2. Queue an approval in /actions/queue with id, target, and decision.
3. Retry the control write.

2) Replay attempt for a consumed approval

Signal

• ERR on a gated write even though an approval was previously queued.
• /log/queen.log indicates a consumed or replayed action.

Impact

• Approvals are single-use; replays are refused.

Recovery

• Queue a fresh approval in /actions/queue, then retry the write.

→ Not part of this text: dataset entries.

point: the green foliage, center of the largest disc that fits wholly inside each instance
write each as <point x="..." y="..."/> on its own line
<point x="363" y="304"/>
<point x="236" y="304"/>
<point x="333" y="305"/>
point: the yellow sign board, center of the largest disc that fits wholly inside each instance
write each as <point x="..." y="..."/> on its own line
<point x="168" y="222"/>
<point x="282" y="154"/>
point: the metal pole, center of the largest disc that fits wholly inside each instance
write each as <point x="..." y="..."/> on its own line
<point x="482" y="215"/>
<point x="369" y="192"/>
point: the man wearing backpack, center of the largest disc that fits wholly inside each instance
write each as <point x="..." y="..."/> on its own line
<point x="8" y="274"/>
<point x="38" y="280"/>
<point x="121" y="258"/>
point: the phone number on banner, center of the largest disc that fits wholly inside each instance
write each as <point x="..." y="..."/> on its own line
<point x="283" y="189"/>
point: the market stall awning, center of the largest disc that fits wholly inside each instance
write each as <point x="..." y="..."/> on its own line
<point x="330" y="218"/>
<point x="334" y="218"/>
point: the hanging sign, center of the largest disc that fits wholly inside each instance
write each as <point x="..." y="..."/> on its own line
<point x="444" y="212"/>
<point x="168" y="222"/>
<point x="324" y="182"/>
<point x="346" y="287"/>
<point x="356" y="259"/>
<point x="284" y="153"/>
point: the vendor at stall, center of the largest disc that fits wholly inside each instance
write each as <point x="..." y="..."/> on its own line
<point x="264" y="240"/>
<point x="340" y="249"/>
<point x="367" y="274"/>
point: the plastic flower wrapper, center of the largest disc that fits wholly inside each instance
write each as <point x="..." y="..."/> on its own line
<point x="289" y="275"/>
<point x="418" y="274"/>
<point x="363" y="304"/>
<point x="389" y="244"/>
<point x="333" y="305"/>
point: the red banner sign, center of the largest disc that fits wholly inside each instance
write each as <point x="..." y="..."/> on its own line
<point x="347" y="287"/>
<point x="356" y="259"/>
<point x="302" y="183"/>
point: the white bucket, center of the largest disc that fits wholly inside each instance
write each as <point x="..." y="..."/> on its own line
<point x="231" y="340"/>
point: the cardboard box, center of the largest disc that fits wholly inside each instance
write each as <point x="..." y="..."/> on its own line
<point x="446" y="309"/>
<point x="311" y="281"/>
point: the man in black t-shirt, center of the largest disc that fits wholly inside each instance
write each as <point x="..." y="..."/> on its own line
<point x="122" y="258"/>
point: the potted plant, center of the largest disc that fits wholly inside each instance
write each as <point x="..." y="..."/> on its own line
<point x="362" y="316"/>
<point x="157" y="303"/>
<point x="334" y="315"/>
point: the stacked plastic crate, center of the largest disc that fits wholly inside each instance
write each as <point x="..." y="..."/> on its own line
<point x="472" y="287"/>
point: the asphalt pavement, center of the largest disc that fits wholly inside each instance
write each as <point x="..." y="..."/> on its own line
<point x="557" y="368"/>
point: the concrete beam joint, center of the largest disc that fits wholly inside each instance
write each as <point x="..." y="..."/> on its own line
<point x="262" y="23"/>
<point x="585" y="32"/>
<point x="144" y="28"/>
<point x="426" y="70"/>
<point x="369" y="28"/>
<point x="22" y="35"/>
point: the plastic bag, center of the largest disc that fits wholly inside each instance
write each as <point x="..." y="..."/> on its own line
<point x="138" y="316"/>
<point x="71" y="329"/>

Console and transport failures

1) Console already in use

Signal

• cohsh or a tool hangs on connect, or a tool reports a busy/locked console.

Impact

• Only one TCP console client can attach at a time.

Recovery

1. Quit the active console client (cohsh, swarmui, hive-gateway, coh, gpu-bridge-host, host-sidecar-bridge).
2. Retry the connection.

2) Connection refused or wrong port

Signal

• TCP connection refused when attaching.

Impact

• The VM or gateway is not running, or the host-forwarded port is incorrect.

Recovery

• Verify QEMU is running and the console port matches your configuration (default 127.0.0.1:31337).

Telemetry ingest pressure

Telemetry ingest refusal is deterministic and policy-driven.

Signals

• ERR on /queen/telemetry/<device>/seg/<id> append when over limits.
• /log/queen.log entries indicate quota or wrap behavior (for example telemetry quota reject or telemetry ring wrap).

Recovery

• Adjust telemetry_ingest.* quotas in the manifest and regenerate with coh-rtc.
• For persistent spool behavior (Milestone 25b), inspect /proc/spool/status once available.

Host publish denial

Host providers are gated by lifecycle state and policy.

Signals

• ERR on /host/... append when state disallows host publishes.
• /log/queen.log contains a lifecycle denied gate line.

Recovery

• Move lifecycle back to ONLINE or DEGRADED.
• If policy is enabled, ensure required approvals exist in /actions/queue.

Worker attach denial

Worker roles cannot attach when lifecycle gates are closed.

Signals

• Attach fails with ERR and /log/queen.log shows lifecycle denied action=worker-attach.

Recovery

• Resume lifecycle (resume) once maintenance is complete.
• Re-attach with valid worker ticket.

Host bridge visibility failures

1) /gpu or /gpu/models is empty

Signal

• ls /gpu returns empty or ERR and /gpu/models is missing.

Impact

• The host GPU bridge has not published a snapshot yet.

Recovery

• Run ./bin/gpu-bridge-host --publish ... and verify /gpu/bridge/status.

2) /host is empty

Signal

• ls /host returns empty or ERR.

Impact

• The host sidecar bridge is not publishing providers.

Recovery

• Run ./bin/host-sidecar-bridge --watch --provider ... and re-check /host/*.

Bounds and path violations

1) Path or read size exceeds bounds

Signal

• path exceeds max length, path component '..' is not permitted, or read exceeds max bytes.

Impact

• Request is refused deterministically.

Recovery

• Use /v1/meta/bounds (REST) or the manifest-derived limits to size requests within bounds.